Obstacles et limites

Les barrières à l’implémentation de solutions d’IA dans la recherche d’insights sont de 5 natures différentes :

  • Technique : la matière première pour une IA performante reste la donnée. Une donnée riche et propre est une condition sine qua non à la construction d’IA performantes. Et l’accès à ces données pose de vraies difficultés techniques : raccordement à des bases de données, gouvernance SI, exhaustivité des bases, maintenance et mise à jour des données.
  • Technologique : si de nombreuses ressources sont aujourd’hui disponibles sur le marché (on pense évidemment à Tensorflow), il reste critique de bien comprendre la nature des traitements qui sont effectués sur les données. A la fois pour maîtriser l’effet « black box » (on parle souvent de l’explicabilité de l’IA), qui peut conduire à produire des modèles que l’humain ou l’expert métier ne saura expliquer ou interpréter.
  • Méthodologique : en particulier lorsqu’il s’agit d’exploiter plusieurs gisements de données différents, l’importance de la rigueur méthodologique est considérable. De façon générale, il est très difficile d’éduquer un modèle sur des environnements de données trop hétérogènes. On préférera construire des modèles spécifiques à une source (définie par un format et un mode de collecte : déclaratif, spontané, à chaud, à froid…) pour la partie qualification et traitement. Ensuite seulement il sera possible d’exploiter les signaux détectés pour éventuellement réconcilier ces signaux, en prenant garde à la pondération.

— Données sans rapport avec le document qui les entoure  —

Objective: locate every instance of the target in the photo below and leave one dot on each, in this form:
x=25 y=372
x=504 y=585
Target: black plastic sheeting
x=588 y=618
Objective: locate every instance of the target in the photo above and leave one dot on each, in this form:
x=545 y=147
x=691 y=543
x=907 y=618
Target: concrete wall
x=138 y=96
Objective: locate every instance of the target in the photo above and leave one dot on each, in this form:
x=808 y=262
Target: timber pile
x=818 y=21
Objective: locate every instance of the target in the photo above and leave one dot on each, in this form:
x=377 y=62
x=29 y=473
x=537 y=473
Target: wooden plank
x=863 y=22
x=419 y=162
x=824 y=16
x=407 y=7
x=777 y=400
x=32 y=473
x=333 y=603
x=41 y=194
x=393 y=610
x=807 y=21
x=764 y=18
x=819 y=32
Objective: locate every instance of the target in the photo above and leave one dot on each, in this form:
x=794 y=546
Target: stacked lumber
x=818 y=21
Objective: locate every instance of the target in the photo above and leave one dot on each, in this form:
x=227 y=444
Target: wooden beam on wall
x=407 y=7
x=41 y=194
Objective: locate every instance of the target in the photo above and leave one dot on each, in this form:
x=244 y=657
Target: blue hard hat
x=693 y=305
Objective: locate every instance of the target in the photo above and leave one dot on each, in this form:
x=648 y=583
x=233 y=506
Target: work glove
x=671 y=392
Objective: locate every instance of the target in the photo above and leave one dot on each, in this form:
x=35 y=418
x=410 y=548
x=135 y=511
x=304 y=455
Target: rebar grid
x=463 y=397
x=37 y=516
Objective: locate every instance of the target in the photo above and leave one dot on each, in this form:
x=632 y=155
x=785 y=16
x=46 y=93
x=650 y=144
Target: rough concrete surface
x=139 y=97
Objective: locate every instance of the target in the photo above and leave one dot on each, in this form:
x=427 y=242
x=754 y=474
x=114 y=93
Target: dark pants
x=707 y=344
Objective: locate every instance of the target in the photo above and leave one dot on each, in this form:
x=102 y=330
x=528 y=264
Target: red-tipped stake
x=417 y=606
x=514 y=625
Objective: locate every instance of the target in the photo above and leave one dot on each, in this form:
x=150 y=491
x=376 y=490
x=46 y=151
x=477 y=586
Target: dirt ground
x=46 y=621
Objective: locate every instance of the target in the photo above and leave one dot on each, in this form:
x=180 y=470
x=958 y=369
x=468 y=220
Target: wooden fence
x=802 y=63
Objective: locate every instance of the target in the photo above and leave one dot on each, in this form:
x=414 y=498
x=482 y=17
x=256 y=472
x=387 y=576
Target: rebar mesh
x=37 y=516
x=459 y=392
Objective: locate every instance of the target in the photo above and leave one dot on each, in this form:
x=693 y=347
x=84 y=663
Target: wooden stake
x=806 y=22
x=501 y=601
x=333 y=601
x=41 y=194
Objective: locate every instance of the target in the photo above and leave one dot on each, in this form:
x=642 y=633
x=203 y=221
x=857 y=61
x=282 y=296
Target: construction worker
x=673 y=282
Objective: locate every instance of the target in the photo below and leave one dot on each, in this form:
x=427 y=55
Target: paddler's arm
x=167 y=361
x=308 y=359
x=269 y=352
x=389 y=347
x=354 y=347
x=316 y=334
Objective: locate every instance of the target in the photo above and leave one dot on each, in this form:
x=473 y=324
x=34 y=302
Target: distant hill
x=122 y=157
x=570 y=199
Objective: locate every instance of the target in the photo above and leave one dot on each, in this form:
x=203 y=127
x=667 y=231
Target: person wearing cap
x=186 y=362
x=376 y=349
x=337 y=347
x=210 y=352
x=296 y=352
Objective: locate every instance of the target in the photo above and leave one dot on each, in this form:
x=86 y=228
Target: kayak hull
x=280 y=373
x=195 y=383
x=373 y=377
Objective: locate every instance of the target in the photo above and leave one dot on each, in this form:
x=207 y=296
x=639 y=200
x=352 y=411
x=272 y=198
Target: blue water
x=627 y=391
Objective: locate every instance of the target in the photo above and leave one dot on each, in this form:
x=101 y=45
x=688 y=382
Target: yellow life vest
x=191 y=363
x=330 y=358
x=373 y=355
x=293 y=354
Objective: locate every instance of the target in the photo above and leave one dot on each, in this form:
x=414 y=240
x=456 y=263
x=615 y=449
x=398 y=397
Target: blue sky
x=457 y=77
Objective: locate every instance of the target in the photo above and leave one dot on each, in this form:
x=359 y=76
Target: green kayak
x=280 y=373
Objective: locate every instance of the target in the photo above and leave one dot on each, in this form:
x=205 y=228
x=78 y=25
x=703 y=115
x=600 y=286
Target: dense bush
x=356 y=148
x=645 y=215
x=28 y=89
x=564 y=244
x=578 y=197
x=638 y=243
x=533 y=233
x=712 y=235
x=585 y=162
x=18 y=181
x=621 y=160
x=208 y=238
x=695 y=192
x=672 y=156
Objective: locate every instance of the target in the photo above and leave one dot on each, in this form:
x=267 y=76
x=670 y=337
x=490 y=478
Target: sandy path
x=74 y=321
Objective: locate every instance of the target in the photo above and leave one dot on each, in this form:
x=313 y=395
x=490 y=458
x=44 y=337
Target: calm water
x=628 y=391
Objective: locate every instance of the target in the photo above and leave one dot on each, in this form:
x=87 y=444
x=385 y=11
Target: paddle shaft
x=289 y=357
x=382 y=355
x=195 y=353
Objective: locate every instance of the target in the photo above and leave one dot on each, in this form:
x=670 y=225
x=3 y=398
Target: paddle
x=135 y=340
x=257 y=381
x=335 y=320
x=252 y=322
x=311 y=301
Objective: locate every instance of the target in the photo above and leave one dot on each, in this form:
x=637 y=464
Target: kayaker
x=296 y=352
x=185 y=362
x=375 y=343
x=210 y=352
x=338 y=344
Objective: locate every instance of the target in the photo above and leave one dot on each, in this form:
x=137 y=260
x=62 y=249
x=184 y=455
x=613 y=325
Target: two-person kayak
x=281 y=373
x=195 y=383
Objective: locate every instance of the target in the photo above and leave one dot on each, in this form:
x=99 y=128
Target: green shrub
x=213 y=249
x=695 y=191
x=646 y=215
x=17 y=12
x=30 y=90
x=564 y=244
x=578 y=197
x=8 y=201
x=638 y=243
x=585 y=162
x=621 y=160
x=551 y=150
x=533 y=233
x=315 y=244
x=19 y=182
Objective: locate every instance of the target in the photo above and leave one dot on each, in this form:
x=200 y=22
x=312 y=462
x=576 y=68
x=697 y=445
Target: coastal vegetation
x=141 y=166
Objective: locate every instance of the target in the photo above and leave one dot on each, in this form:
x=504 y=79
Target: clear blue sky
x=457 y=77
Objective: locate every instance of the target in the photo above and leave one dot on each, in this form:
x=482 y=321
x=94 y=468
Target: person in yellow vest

Par exemple, comment consolider l’information SAV provenant de 10000 tweets sur un an avec 250 verbatim de sondage post achat et un an de conversation de tchat service client. Ces 3 sources concernent bien le même département de l’organisation, le service après-vente, mais elles sont si hétérogènes dans leur nature et leur mode de collecte qu’il n’est pas possible de leur donner le même poids.
  • Organisationnelle : de nombreux protagonistes sont potentiellement impliqués dans la réussite de la production d’insights. Responsables des environnements de collecte (service client, CRM, ERP…), département juridique (contraintes RGPD), prestataires techno/conseil (providers, instituts, agences), et évidemment utilisateurs métier. Il est important de bien identifier les rôles de chacun pour garantir la fluidité de chaque point de passage lors de la circulation de la donnée, et également de s’assurer de la bonne définition des livrables pour une utilisation réelle et efficace des résultats par les utilisateurs finaux. Ce mode de fonctionnement exige souvent un travail de transformation : adapter les chaînes de valeur à un mode de production qui intègre les technologies de façon native, plutôt que de juxtaposer une étape data ou tech en bout de chaîne (au début ou à la fin). C’est une condition nécessaire si l’on veut tirer tous les bénéfices de ces nouvelles approches.
  • Humaine : l’intelligence artificielle est certes très puissante, mais ne peut se substituer à l’intelligence métier, du moins pas encore… L’intuition, le bon sens, le regard critique sont des composants essentiels à la bonne exploitation de l’IA dans les insights. Il faut regarder l’IA comme un moyen d’étendre le travail des experts, de soulager certaines tâches, d’accélérer certains processus et de donner accès à des informations difficiles à identifier. Cette dimension doit aussi être prise en compte pour faciliter l’acculturation des équipes, et leur bonne appropriation de ces nouvelles méthodologiques. Avant d’être data-centric, l’intégration de la technologie dans le quotidien de l’entreprise doit être user-centric, et prendre en considération la réalité opérationnelle des collaborateurs. Et notamment savoir s’inscrire aussi dans le temps de l’apprentissage et la montée en compétence, avec là aussi un enjeu de transformation important pour embarquer avec succès tous les métiers de l’organisation : valider la complémentarité des méthodes, identifier les tâches à substituer ou à faire évoluer.

Comment démarrer ?

Première chose : contrairement à certaines idées reçues, il est peu efficace de se lancer à l’aveugle dans une exploration de données sans objectif. L’exploratoire oui, la sérendipité même, mais dans un contexte un minimum problématisé. Quel est le problème business auquel on cherche à répondre : la rentabilité, la croissance, la préférence de marque, la productivité…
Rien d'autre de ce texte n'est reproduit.